Jason Striegel proposed a possible explanation: maybe Digg did it. He suggests that a Digg story about Digg overtaking Slashdot in traffic caused a bunch of Diggers to install the Alexa toolbar–enough to skew Alexa’s stats. Now the Digg story was popular about a month before the Alexa spike–maybe there’s a near-one-month wait on accepting data from new Alexa toolbar installs? It’s hard to say, but that late-April spike is definitely interesting. I haven’t seen too many other theories on that boost for geeky sites. Anyone got other ideas?
Just to be clear: Alexa is wonderful in many ways, and I love Alexa. They provide easy access to nice usage data. You just have to keep in mind possible limitations, e.g. skewing due to sampling bias. And to be fair, I grabbed this Alexa graph a couple weeks ago: I went back today and the two “Matt vs. Ask” spikes don’t cross now. Maybe Alexa did some renormalization. That does raise the issue that any metric is a bit of a black box: you need to know the raw data used compute a metric, and exactly how that metric is computed. If you don’t know that, then there are bounds to how confident you can be in a metric.
So how do you decide how much to trust a metric? One way is to find another similar metric and compare the two. For example, here’s a graph comparing reach for mattcutts.com to zawodny.com:

Ha ha! Looks like I’m trouncing him, eh? Time to do a little Google Dance? Not so fast. Let’s look at a completely different metric which should be comparable: Bloglines subscribers. My RSS feed lists 1,136 subscribers, while Jeremy lists 5,096 subscribers. So by that metric, Jeremy is destroying me. And I suspect that Bloglines subscriptions are more accurate in this case.

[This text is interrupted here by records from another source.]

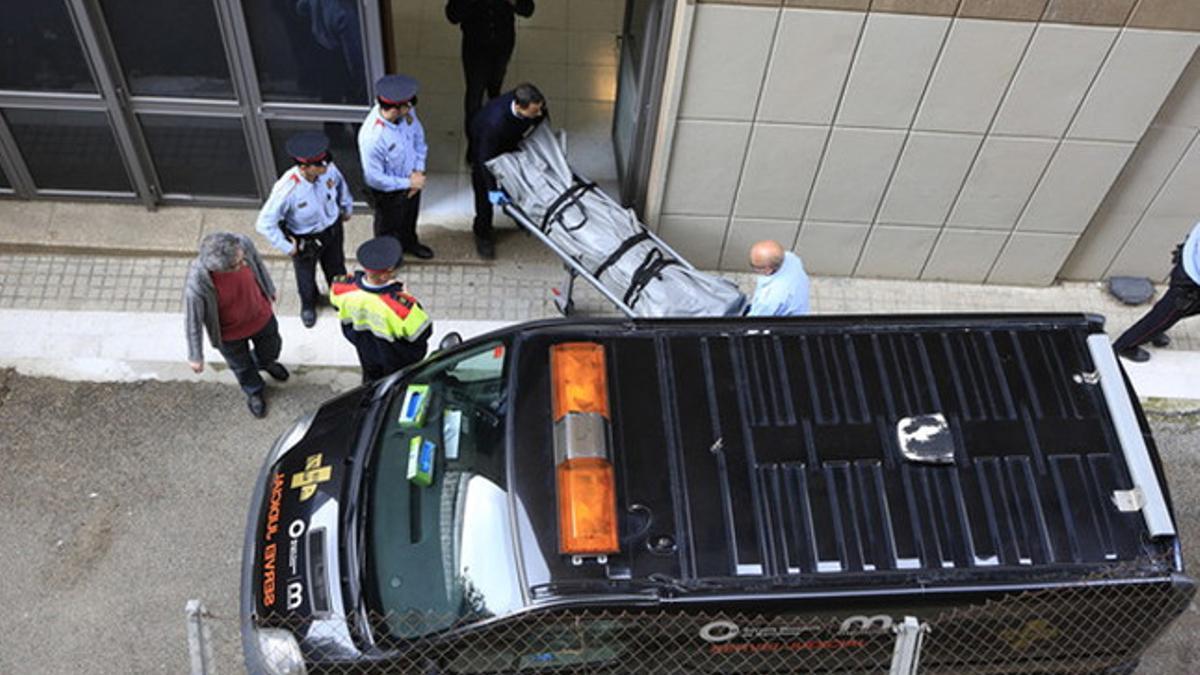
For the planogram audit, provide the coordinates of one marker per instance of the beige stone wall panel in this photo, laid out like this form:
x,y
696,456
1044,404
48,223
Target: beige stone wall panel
x,y
1011,10
1171,15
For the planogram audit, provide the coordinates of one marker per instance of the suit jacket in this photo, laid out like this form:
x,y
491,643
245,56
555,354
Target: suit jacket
x,y
487,23
495,130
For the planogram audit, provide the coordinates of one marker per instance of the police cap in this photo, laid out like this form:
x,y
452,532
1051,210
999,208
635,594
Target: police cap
x,y
396,89
309,148
381,254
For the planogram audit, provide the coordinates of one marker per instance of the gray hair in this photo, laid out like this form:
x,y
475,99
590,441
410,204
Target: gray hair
x,y
219,251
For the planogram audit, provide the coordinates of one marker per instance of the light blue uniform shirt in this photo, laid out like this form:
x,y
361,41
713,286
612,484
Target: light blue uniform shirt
x,y
1191,254
391,151
784,293
306,208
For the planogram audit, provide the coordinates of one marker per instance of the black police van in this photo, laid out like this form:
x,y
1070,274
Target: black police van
x,y
723,496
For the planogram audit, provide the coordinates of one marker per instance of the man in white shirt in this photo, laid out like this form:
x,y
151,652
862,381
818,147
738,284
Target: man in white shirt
x,y
1182,299
783,286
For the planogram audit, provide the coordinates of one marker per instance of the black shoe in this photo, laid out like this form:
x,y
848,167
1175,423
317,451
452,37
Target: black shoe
x,y
277,371
485,248
1135,354
257,405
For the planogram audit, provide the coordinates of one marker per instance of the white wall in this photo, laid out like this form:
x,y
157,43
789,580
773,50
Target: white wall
x,y
906,145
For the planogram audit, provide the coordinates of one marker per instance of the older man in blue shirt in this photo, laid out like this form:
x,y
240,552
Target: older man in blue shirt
x,y
304,216
1181,300
783,286
393,149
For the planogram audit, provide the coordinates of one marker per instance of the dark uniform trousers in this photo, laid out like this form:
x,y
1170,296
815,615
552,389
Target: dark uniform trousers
x,y
395,215
484,215
247,356
1181,300
484,66
330,255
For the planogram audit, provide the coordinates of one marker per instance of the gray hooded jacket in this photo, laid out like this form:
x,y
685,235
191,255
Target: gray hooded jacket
x,y
201,300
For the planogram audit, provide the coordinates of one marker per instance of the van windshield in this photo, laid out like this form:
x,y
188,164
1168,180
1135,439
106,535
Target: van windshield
x,y
439,545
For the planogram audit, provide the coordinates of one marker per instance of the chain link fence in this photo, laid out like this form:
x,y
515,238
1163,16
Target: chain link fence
x,y
1097,625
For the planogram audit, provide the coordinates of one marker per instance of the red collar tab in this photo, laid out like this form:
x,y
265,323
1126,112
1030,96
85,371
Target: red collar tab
x,y
312,160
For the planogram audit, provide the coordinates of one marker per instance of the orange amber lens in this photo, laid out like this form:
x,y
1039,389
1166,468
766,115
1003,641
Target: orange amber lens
x,y
587,507
579,378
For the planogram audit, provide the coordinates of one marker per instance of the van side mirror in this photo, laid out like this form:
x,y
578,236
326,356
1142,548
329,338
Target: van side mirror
x,y
449,340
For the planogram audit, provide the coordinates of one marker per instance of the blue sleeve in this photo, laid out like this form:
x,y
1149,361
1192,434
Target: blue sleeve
x,y
345,198
1191,255
269,216
419,144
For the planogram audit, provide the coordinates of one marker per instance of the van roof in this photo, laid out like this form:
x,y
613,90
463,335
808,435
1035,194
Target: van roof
x,y
773,452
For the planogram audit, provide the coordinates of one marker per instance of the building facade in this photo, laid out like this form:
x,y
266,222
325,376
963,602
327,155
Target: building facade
x,y
985,141
982,141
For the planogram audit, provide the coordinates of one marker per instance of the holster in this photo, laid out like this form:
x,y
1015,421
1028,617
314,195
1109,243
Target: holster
x,y
307,245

Now, are Bloglines subscriptions perfectly accurate? Of course not. People who talk a lot about RSS and APIs probably are more likely to have RSS subscribers, for example. Also, different feed readers will have different audiences and demographics. And I noticed that over my six-week vacation that my Bloglines subscribers numbers didn’t budge. It’s probably true that even when web surfers visit a site less often, RSS subscriber numbers would remain nearly constant, because it’s more trouble to unsubscribe in most feed readers. So drops in popularity are probably more visible from web surfers than from RSS subscribers.
What are the takeaway points so far? You should think about the limitations in any methodology: bear in mind that sampling bias can under (or over!) represent a site, for example. To be completely sure in a metric, you need to know the raw incoming data and how a metric operates on that data to produce a number. And if you want to be more confident, look for similar metrics that should roughly agree. If different metrics agree, that’s a good sign. If they disagree, you should probably be cautious.